Вспомнил – мой подарок…
Была ранняя осень.
Были мы…
Сегодня мы снова…
– Сегодня ты открыла мне дверь, – сказал я.
– И что с того?
– На какое-то время мне этого хватит.
– Этого?
Не ответив, я коснулся дверной ручки.
Вдруг Ната вскрикнула:
– Скажи хотя бы, почему уйдёшь?
Я молча прикрыл за собой дверь.
Ади Финкель
Р. В.
Смотритель зоопарка Ади Финкель забыл накануне повеситься и теперь, проснувшись, искал оправдание своей забывчивости. Оправдания так и не отыскал, зато, решительно сняв со шкафа бледно-жёлтую валторну, вышел из дома.
– Снова здесь? – возмутился полицейский.
Ади стоял посередине площади и, стараясь не обращать внимания на полицейского, пристально вглядывался в здание городской мэрии.
– Да ещё вдобавок с трубой! – не унимался полицейский.
– Это валторна! – заметил Ади.
– Ненормальный! И труба твоя, как и ты, скрюченная…
– Тошно мне!.. – проговорил Ади.
Полицейский пожал плечами и вдруг напомнил:
– Вчера ты собирался повеситься…
– Забыл, – признался Ади.
– Ну, и слава Богу! А трубу свою убери!
Ади отвернулся, злобным взглядом прицелился в окно мэра города и, перед тем как обхватить мундштук валторны губами, объявил:
– Фредерик Шопен. Похоронный марш.
На площади собрались прохожие и, с недоумением поглядывая то на Ади, то на полицейского, то на здание мэрии, слушали волнующую своей глубокой печалью мелодию. Полицейский, коснувшись Адиного плеча, проговорил:
– Эй, приятель, здесь городская мэрия, а не кладбище…
Ади опустил валторну и поднял голову к небу. В глазах у него стояли слёзы.

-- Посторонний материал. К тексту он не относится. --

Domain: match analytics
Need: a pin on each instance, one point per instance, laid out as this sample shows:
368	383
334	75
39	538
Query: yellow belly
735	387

– Говоря по правде, мне тоже жаль, – шепнул полицейский, – мне жаль, что носорог подох, но…
– Бедняга слишком долго терпел…
– Понимаю, но…
– Носорог подох, потому что на его лечение мэрия не нашла денег…
– Верно, но…
– Если бы мэр города позаботился…
– Конечно, но… Ты шум поднимаешь, а мне за порядком следить…
– Тогда прогони меня, как ты это сделал вчера.
– Прости, придётся!..
– Вечером я вернусь снова… И назавтра утром… И на… Пока не увижу на площади покаянное лицо мэра…
– А если он не выйдет?
– Тогда пусть остаётся за своим окном и присутствует на собственных похоронах!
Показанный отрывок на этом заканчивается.